LAS VEGAS -- A group of Nevada Highway Patrol troopers and a retired police sergeant have filed a racketeering complaint against the NHP and Las Vegas Metro Police in U.S. District Court.
The complaint alleges that after then-Gov. Jim Gibbons approved a K-9 program to target drug runners on Nevada's highways, Nevada Highway Patrol Commander Chris Perry intentionally undermined the program.
The complaint alleges that the drug-sniffing dogs used by troopers in the program were intentionally being trained to operate as so-called trick ponies, or dogs that provide officers false alerts for the presence of drugs.

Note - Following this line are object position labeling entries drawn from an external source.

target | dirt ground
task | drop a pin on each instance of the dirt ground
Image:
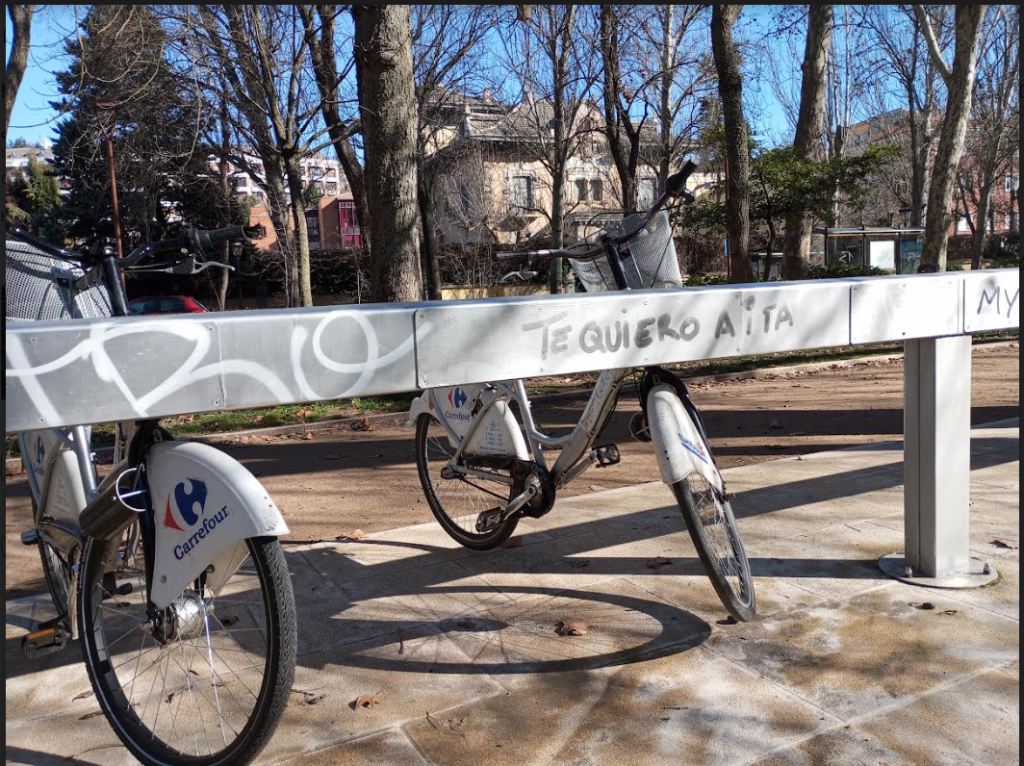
(344, 480)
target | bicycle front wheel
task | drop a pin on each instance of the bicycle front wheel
(715, 535)
(204, 682)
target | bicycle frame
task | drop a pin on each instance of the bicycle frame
(573, 447)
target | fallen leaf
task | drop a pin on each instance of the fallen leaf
(572, 628)
(450, 726)
(657, 563)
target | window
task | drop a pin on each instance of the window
(521, 195)
(645, 194)
(312, 228)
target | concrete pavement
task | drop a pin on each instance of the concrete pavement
(462, 649)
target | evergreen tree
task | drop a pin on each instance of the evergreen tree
(162, 162)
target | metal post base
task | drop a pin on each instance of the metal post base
(978, 573)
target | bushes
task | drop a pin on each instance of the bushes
(1008, 256)
(707, 280)
(839, 271)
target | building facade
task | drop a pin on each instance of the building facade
(492, 184)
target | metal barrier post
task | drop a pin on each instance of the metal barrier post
(937, 468)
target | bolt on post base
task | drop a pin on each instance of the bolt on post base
(976, 575)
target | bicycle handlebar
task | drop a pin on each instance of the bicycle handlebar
(675, 186)
(197, 239)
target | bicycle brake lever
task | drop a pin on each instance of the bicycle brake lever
(200, 267)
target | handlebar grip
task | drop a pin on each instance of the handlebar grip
(676, 183)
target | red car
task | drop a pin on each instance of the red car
(165, 304)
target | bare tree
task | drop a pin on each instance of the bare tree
(20, 20)
(960, 85)
(556, 69)
(682, 75)
(730, 86)
(322, 39)
(992, 136)
(810, 125)
(255, 57)
(901, 56)
(387, 110)
(621, 131)
(450, 60)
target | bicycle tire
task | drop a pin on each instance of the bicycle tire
(740, 602)
(451, 524)
(143, 741)
(57, 580)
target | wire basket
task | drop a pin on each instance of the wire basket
(648, 259)
(40, 287)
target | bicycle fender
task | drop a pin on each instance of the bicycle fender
(207, 505)
(678, 443)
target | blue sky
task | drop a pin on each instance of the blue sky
(33, 119)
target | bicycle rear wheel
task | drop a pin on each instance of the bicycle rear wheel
(208, 682)
(459, 501)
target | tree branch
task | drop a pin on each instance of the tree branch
(933, 43)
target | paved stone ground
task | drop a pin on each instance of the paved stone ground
(842, 667)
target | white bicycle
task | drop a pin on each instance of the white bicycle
(480, 475)
(168, 570)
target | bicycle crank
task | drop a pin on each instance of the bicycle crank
(496, 516)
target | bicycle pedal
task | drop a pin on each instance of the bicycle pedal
(48, 640)
(488, 520)
(606, 455)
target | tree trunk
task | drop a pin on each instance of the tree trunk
(20, 20)
(556, 272)
(666, 77)
(387, 110)
(981, 227)
(730, 88)
(810, 123)
(303, 289)
(612, 131)
(325, 66)
(225, 195)
(947, 156)
(430, 247)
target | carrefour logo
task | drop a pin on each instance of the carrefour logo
(696, 450)
(458, 397)
(189, 502)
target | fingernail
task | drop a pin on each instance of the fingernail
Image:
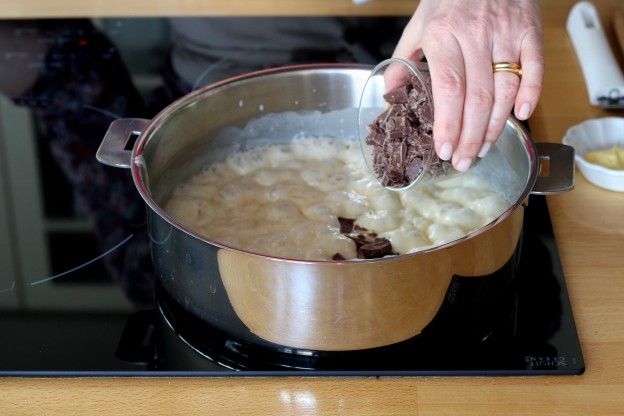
(484, 149)
(524, 111)
(446, 151)
(463, 165)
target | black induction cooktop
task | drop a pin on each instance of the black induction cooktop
(77, 294)
(518, 326)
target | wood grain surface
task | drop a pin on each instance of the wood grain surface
(589, 228)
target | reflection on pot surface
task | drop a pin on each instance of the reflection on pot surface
(307, 304)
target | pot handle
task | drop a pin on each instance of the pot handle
(114, 149)
(560, 175)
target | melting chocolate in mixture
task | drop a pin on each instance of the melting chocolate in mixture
(401, 137)
(369, 245)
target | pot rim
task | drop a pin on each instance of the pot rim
(137, 161)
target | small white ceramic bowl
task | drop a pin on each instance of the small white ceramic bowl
(597, 134)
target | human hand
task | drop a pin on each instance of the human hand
(461, 40)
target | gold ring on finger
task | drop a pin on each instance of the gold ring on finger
(507, 67)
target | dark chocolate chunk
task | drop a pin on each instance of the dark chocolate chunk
(401, 136)
(398, 95)
(346, 225)
(380, 247)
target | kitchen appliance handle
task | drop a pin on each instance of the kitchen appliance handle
(114, 149)
(559, 177)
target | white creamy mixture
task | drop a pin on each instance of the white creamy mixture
(285, 200)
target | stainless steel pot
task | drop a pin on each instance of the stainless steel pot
(316, 305)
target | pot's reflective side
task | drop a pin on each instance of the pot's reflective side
(323, 306)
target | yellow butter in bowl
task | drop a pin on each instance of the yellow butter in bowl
(612, 158)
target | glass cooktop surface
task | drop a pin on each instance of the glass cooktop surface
(77, 293)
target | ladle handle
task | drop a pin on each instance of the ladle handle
(115, 147)
(556, 169)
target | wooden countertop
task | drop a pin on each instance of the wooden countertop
(589, 228)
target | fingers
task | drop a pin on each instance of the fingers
(532, 60)
(446, 66)
(478, 102)
(505, 91)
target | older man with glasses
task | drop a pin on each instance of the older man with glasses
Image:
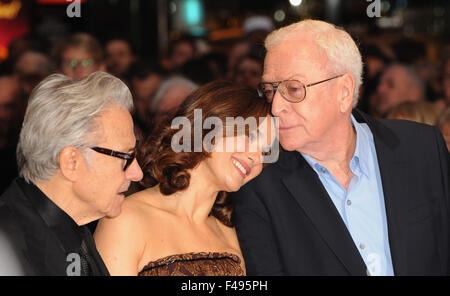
(350, 195)
(76, 159)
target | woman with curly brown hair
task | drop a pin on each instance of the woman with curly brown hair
(181, 224)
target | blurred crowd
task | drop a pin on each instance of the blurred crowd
(395, 84)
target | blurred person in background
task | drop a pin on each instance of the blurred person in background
(238, 50)
(80, 55)
(12, 109)
(204, 69)
(32, 67)
(76, 158)
(375, 61)
(248, 71)
(444, 102)
(171, 93)
(423, 112)
(444, 126)
(119, 57)
(399, 83)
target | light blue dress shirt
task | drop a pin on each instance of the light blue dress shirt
(362, 206)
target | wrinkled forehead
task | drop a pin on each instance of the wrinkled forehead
(293, 59)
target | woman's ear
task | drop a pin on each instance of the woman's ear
(346, 90)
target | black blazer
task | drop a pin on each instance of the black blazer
(288, 225)
(42, 235)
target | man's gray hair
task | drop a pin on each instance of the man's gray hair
(62, 112)
(336, 44)
(167, 85)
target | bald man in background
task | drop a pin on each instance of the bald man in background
(12, 108)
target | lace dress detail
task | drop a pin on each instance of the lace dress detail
(195, 264)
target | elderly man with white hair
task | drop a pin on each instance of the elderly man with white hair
(76, 159)
(350, 195)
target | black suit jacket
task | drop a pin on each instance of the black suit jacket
(43, 235)
(288, 225)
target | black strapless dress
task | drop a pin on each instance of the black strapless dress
(195, 264)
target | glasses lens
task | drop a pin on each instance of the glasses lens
(293, 90)
(267, 91)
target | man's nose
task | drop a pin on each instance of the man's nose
(134, 172)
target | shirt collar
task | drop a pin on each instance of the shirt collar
(359, 158)
(362, 148)
(64, 227)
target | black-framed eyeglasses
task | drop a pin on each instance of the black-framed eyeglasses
(291, 90)
(129, 157)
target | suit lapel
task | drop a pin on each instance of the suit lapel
(308, 191)
(395, 185)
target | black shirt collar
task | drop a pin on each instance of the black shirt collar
(64, 227)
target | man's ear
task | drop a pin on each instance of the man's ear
(346, 90)
(70, 160)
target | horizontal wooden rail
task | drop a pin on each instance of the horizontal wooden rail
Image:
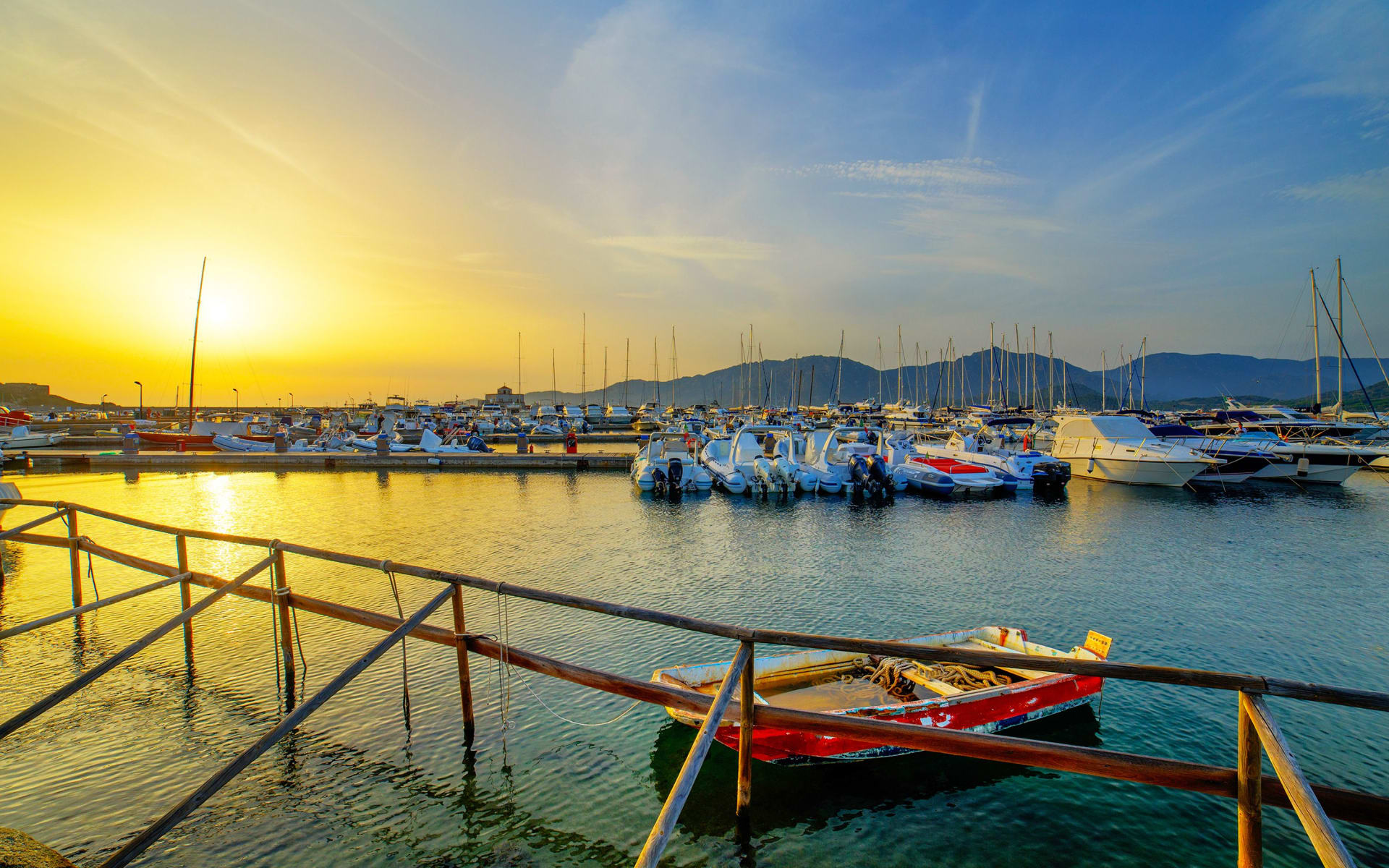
(178, 813)
(664, 825)
(28, 525)
(131, 650)
(1319, 828)
(102, 603)
(1099, 668)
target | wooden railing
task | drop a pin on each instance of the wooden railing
(1288, 788)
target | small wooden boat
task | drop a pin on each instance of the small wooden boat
(952, 696)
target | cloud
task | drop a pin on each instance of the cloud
(1333, 51)
(967, 264)
(694, 247)
(969, 171)
(1366, 187)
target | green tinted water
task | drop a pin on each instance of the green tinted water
(1270, 579)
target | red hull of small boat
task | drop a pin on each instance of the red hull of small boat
(1020, 705)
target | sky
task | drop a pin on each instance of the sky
(389, 193)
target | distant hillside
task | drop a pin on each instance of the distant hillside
(1171, 377)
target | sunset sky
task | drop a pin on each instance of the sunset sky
(388, 193)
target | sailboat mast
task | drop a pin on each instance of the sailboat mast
(839, 374)
(1316, 341)
(1050, 373)
(1142, 388)
(192, 367)
(1341, 350)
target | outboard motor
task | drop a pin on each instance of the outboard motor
(676, 474)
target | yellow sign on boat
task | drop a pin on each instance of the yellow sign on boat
(1099, 643)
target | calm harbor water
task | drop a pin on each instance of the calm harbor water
(1266, 579)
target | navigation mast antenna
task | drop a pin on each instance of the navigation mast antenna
(192, 367)
(1316, 341)
(1341, 350)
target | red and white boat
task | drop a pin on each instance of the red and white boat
(952, 696)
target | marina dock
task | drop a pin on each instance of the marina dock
(90, 460)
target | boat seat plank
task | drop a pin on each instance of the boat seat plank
(990, 646)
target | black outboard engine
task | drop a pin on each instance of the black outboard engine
(862, 477)
(880, 475)
(674, 474)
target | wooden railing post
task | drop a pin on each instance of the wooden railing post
(464, 684)
(1249, 789)
(74, 561)
(745, 736)
(286, 639)
(185, 593)
(1322, 835)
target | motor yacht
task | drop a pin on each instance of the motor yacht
(1123, 449)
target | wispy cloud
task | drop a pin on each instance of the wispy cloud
(1366, 187)
(694, 247)
(959, 173)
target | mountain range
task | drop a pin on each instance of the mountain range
(1159, 380)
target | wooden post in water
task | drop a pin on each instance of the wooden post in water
(745, 736)
(1249, 789)
(464, 684)
(286, 641)
(185, 593)
(74, 561)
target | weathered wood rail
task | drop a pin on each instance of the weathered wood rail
(1246, 783)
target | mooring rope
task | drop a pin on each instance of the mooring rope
(404, 660)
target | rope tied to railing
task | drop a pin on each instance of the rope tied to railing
(404, 661)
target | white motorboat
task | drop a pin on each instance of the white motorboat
(668, 463)
(747, 461)
(851, 459)
(1121, 449)
(20, 436)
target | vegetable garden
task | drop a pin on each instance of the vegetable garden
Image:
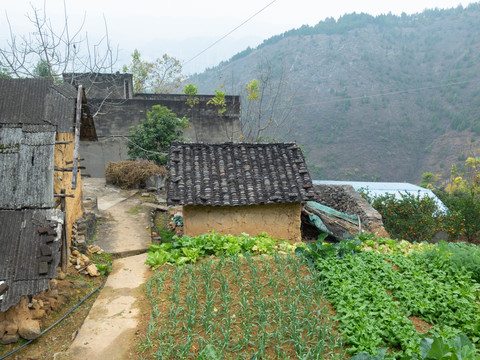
(226, 297)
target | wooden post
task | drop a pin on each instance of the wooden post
(76, 145)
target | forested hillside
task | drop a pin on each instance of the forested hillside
(373, 98)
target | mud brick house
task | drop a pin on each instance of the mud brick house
(235, 188)
(41, 124)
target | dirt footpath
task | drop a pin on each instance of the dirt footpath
(123, 229)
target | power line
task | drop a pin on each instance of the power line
(231, 31)
(380, 94)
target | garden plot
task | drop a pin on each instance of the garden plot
(268, 306)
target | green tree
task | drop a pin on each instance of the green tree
(161, 76)
(151, 139)
(191, 90)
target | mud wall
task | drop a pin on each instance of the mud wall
(114, 122)
(277, 220)
(63, 180)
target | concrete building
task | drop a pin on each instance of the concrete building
(117, 110)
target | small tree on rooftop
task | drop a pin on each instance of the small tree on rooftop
(151, 139)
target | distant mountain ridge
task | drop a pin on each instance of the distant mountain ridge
(381, 98)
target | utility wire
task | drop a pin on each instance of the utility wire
(224, 36)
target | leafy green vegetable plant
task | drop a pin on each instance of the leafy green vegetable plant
(188, 249)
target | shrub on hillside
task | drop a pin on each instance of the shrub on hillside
(410, 217)
(130, 174)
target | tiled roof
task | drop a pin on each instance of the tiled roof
(236, 174)
(29, 252)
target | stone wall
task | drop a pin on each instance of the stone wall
(25, 318)
(345, 199)
(277, 220)
(117, 117)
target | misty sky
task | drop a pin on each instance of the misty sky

The dogs were being trained to alert their handlers by cues, instead of by picking up a drug's scent by sniffing, the complaint said. When a dog gives a false alert, this resulted in illegal searches and seizures, including money and property, the complaint said.
The 103-page complaint alleges that Perry, along with others, used the K-9s to undermine the program to systematically conduct illegal searches and seizures for financial benefit.
The complaint also alleges the defendants, which also includes the state's Public Safety Department and individuals in NHP and Metro, were involved in a Federal RICO conspiracy, also known as the Federal Racketeer Influence and Corrupt Organizations Act.
NHP, Metro and the state have not returned calls from 8 News NOW for comment.
Allegations also include corruption, abuse of office and official cover ups.